Performing workouts that help hone a fast finish can benefit all runners –from weekend warriors to regular racers. Intervals, drills, sprints and even short races help boost your heart’s efficiency, improve your form and strengthen your muscles. “Running fast builds mental toughness, so you gain confidence in your abilities,” says Andrew Kastor, a running coach based in the US. These tips from elite runners will fine-tune your high gear.
Run Short Intervals
US Olympian Amy Yoder Begley – who won a 10,000m race with less than 50m to go – credits her ability to pick up the pace in the last 50m to 400m to running short intervals. She runs as many as 20 repeats of 200m in a single workout. Fast running makes your heart work harder, says Kastor.
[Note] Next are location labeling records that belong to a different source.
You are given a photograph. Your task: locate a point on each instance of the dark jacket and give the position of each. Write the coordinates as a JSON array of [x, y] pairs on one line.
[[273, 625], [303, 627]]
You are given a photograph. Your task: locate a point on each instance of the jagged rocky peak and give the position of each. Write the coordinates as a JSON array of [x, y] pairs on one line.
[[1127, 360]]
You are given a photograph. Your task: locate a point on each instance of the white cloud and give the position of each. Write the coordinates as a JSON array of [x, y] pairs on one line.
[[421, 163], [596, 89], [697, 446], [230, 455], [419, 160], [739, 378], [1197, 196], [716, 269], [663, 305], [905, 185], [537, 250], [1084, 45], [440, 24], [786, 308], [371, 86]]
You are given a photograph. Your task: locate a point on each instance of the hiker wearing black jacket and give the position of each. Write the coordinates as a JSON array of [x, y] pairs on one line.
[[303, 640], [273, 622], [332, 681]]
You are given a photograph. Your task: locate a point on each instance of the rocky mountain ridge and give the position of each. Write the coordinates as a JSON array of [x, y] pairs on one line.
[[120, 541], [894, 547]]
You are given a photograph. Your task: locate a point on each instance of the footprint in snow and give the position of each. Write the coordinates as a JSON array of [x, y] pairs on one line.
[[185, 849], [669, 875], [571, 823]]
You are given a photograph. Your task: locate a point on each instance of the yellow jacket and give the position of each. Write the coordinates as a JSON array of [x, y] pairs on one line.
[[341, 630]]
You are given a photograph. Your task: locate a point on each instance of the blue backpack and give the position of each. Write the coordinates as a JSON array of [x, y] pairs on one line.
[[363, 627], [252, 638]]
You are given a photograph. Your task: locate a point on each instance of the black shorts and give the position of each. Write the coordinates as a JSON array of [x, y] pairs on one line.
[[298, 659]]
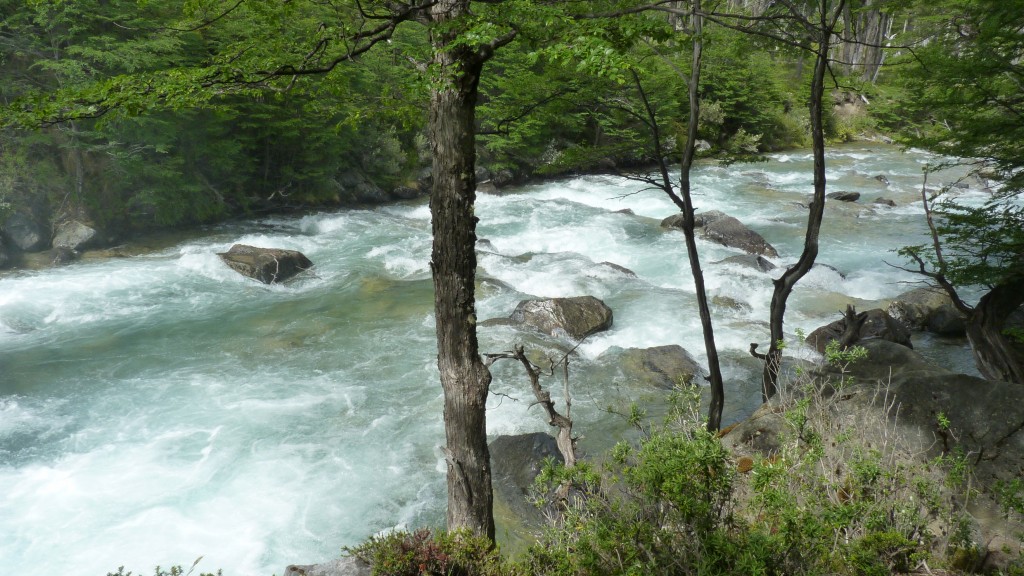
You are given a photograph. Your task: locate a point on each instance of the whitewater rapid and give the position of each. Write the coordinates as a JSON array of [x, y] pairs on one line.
[[159, 408]]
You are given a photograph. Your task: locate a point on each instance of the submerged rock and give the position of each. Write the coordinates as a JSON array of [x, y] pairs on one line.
[[844, 196], [25, 232], [893, 401], [620, 269], [60, 255], [929, 309], [266, 264], [750, 260], [577, 318], [878, 325], [516, 461], [663, 367], [74, 235], [346, 566], [727, 231]]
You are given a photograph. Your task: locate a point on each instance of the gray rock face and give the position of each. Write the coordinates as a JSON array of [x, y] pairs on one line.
[[347, 566], [60, 255], [620, 269], [266, 264], [516, 461], [486, 187], [750, 260], [663, 367], [577, 318], [844, 196], [879, 325], [74, 235], [928, 309], [25, 232], [358, 189], [407, 192], [895, 400], [727, 231]]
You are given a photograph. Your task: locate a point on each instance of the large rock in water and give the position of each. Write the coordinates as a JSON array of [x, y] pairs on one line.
[[894, 403], [516, 461], [725, 230], [24, 231], [74, 235], [577, 318], [878, 325], [928, 309], [663, 367], [346, 566], [266, 264]]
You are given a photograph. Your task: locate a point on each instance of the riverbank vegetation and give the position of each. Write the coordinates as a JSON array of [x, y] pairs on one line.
[[176, 154], [128, 116]]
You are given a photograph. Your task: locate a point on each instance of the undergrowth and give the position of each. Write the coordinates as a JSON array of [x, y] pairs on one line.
[[826, 500]]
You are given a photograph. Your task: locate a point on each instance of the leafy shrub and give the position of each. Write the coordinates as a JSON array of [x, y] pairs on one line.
[[426, 552]]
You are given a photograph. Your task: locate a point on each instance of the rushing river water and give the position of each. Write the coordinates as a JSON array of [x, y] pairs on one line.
[[159, 408]]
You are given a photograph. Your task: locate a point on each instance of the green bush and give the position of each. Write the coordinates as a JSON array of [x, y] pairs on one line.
[[423, 552]]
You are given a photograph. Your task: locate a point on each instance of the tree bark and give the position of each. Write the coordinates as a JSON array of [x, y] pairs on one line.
[[464, 377], [993, 354], [785, 283], [714, 366]]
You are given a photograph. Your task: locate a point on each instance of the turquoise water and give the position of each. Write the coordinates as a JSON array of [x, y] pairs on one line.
[[159, 408]]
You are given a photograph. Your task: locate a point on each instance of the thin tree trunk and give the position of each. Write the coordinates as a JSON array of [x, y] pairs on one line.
[[684, 202], [714, 367], [784, 284], [464, 377]]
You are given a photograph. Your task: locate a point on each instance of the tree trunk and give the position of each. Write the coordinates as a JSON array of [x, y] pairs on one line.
[[784, 284], [464, 377], [993, 354], [714, 366]]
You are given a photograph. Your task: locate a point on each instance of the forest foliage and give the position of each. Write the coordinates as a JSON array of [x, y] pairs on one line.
[[170, 114]]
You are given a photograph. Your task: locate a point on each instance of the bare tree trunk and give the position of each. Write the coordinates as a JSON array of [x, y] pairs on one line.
[[784, 284], [714, 366], [464, 377], [994, 356], [684, 202]]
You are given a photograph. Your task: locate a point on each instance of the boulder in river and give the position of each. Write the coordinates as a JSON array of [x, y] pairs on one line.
[[516, 461], [929, 309], [664, 367], [74, 235], [60, 255], [914, 412], [878, 325], [25, 232], [577, 318], [750, 260], [725, 230], [345, 566], [266, 264], [844, 196]]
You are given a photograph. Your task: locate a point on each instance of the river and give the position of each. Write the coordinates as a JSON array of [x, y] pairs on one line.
[[159, 408]]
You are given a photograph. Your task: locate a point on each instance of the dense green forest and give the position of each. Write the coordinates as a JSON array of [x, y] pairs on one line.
[[123, 116], [176, 146]]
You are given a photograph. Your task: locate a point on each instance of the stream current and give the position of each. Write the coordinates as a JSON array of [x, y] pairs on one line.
[[159, 408]]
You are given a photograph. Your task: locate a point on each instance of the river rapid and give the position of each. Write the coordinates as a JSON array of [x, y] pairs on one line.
[[159, 408]]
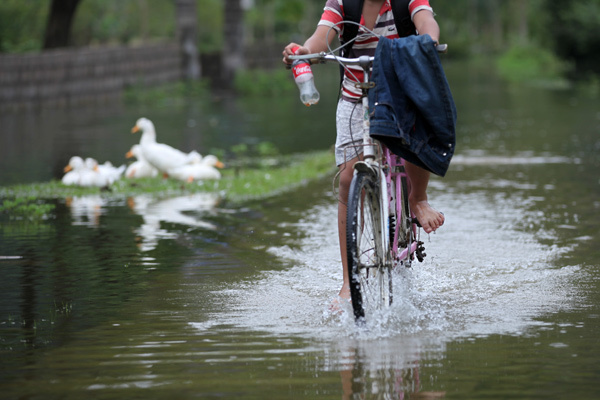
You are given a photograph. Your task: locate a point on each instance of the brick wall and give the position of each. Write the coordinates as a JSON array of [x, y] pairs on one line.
[[72, 76]]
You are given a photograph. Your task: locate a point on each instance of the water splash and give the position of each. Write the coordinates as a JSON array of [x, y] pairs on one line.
[[483, 276]]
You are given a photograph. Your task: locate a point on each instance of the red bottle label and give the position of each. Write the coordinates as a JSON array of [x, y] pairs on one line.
[[301, 69]]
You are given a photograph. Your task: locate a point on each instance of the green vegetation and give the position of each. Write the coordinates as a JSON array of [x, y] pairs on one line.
[[26, 206], [531, 63], [263, 179], [567, 31]]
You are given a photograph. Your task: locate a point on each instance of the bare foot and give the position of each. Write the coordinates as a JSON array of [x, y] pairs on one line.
[[429, 218]]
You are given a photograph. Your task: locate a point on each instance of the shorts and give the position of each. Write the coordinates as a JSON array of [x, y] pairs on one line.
[[349, 125]]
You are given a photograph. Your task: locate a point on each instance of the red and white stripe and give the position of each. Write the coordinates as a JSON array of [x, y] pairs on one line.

A strong heart can supply more oxygen-rich blood to muscles and flush out waste products like lactic acid better. Occasionally hitting the gas also improves leg turnover and recruits more fast-twitch muscle fibres than slower running. The more you train those fast-twitch fibres, the more powerful your sprint. Try It: Whether you’re training for a 5km or 10km race, or if you just want to boost your fitness, do intervals once or twice every week. If you’re training for a half- or full marathon, do them once every two to three weeks.
Skipping, bounding and other forms of drills add power to your stride. The hopping action of the exercises also keeps tendons and ligaments springy, which helps quicken your leg turnover. “Drills build the strength muscles needed to run at a faster pace, and that helps your closing kick,” says Olympic marathoner Dathan Ritzenhein, who does his on easy days or as a warm-up to fast-paced workouts.
Try It: Once a week, dedicate the last 5 to 10 minutes of your easy runs to drills. Do one or two 30m sets of the following: bounding (run in slow motion, exaggerating the height and length of your stride), skip for height, skip for distance (focus on moving forward rather than up) and run with high knees.
Run Fast When Fatigued
Sprinting short distances after every fartlek, tempo run or long interval workout trains your body and mind to run fast when you’re fatigued. This is so that you can dig deep at the end of a race or tough workout, says Kastor.
Try It: At the end of one or two quality runs a week, run fast for 1 to 2 minutes, or over 400m. Aim for a 5km race pace or slightly faster, or any speed faster than what you were running.